When asked about key ways college leaders can act to improve Latinx student success, Sonya Christian, president of Bakersfield College and member of the Campaign for College Opportunity Board of Directors said, “The State of Higher Education for Latinx in California, details the work ahead.  We remove barriers by simplifying complicated transfer pathways as we expand and clarify Associate Degrees for Transfer. We sharpen our focus on equity and our completion priorities as we systematically implement the Student Success Funding Formula.  Many of our institutions of higher education in California are federally designated as Hispanic Serving Institutions (HSI). An equity focus on increasing the completion of Latinx students will significantly increase the overall performance of HSI institutions, and will increase baccalaureate attainment for the state of California as a whole.”

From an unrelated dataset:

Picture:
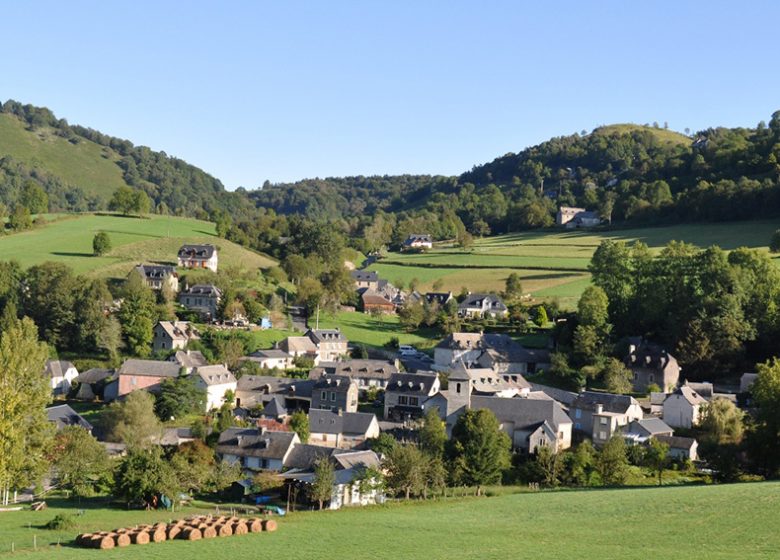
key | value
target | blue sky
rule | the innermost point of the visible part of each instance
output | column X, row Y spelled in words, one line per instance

The report details these recommendations and more for California’s elected and college leaders to ensure Latinx students are set up for college success including:

  • Set a specific college attainment goal for Latinx students with the intention of closing persistent preparation, access, and completion gaps.
  • Continue to increase capacity at the CSU and UC institutions to serve more Latinx students.
  • Place more students directly into college level courses at community colleges and provide adequate supports for their success.
  • Fix transfer and expand the number of students on Associate Degree for Transfer pathways at CSU and UC institutions.
  • Ensure California community colleges improve completion rates through strong implementation of the Student Success Funding Formula.
  • Expand access to financial aid and prioritize aid for low-income families.
  • Increase the proportion of Latinx faculty, college and university leaders, and members of governing boards.
  • Collect and make available data on Latinx students, faculty, and leaders to hold institutions accountable, track progress toward our goals, and help identify roadblocks for students.